Impotence, according to one site, was caused by alcohol, medications, or chronic illness; none of these applied to him. Eric had read on, one finger on the screen, that impotence could be a signal of heart disease. Another website said he should protect his erection by eating healthy produce (all those mentioned unavailable in Jamaica), avoiding fatty foods (the core of his diet), and controlling obesity, high blood pressure, and high cholesterol (all of which he probably had, he was sure). By the time he got to warnings to curb smoking and get regular exercise, a feeling of doom had descended and he'd gone to bed depressed.

“Isaac too randy,” Miss Bertha had continued, spooning more fried bread into the basket. “He must be taking Spanish fly or something.”

“Spanish fly?”

“Is a thing that make men—you know—give them plenty juice. Make them get it up and stay up. So they say, anyway.”

Eric had just gotten up the nerve to ask where one would buy this miracle medicine when Eve and Casey rushed into the kitchen with their gear, Jennifer right behind.

“We're having a little birthday party for Eve this afternoon,” Jennifer had pretend-whispered. “You should come.”

“I'd love to.”

“And, of course, we'll have lunch waiting for you when you get back from the beach.”
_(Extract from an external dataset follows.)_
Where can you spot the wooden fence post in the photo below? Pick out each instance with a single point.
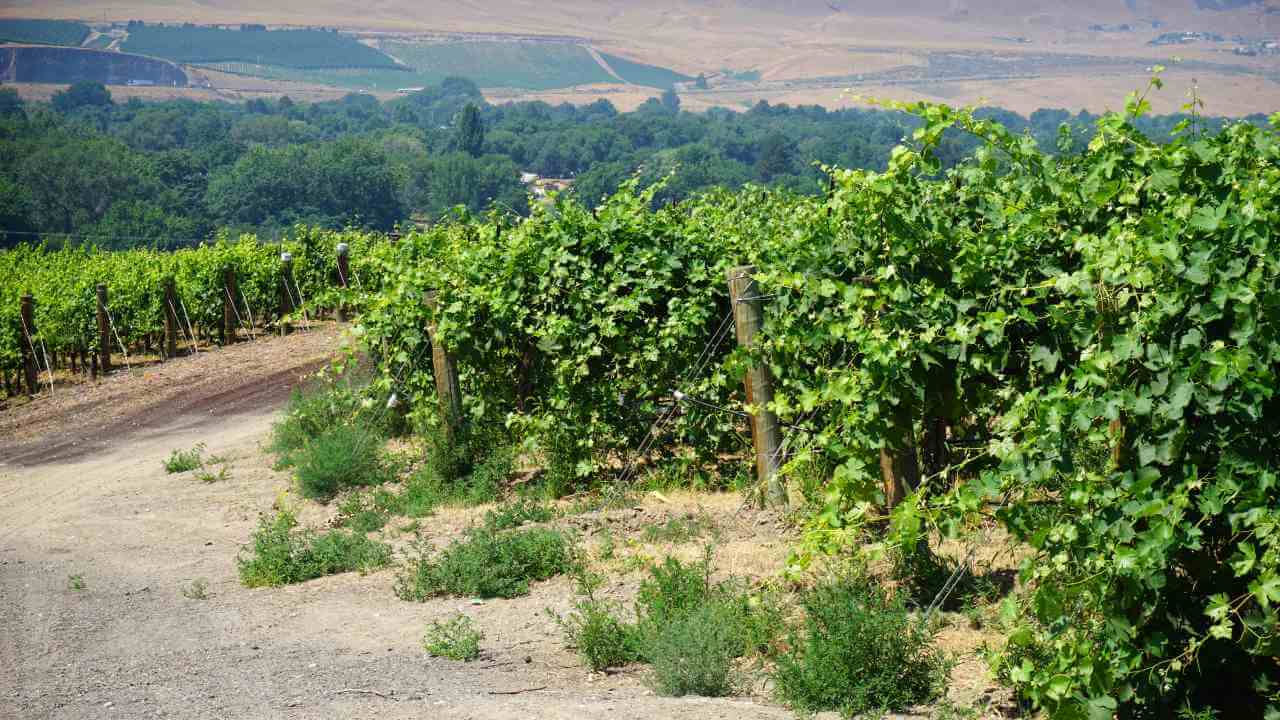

The snorkeling at Sugar Bay had been more fun than he'd thought it would be. He and Casey had helped Eve put on her mask and fins, and the three of them had paddled around the cove's coral outcroppings, signaling each other underwater when they spotted a colorful parrot fish, or once a stingray lying on the sand. When the waves picked up, they'd stopped snorkeling and the girls had opted to bodysurf. He'd sat on his towel under the same coconut tree where he and Shannon had made out long ago, and he'd been reminded, yet again, of their disastrous night in bed. Only after he'd bought three lobster patties from a man walking on the beach did Eric realize that, if he went to the birthday party, he'd have to meet up with Shannon.

On the drive back home, with Eve and Casey squeezed into the passenger seat, Eric decided that he'd have to go to the birthday party and face his shame. He wasn't sick, he had no pressing appointments, and he'd look like a moron if he didn't go to his daughter's birthday party. Plus Shannon would think him a coward. When they got back to the Delgados', he ambled into the kitchen behind the girls. The first person they ran into was Shannon, lifting cookies off a baking sheet.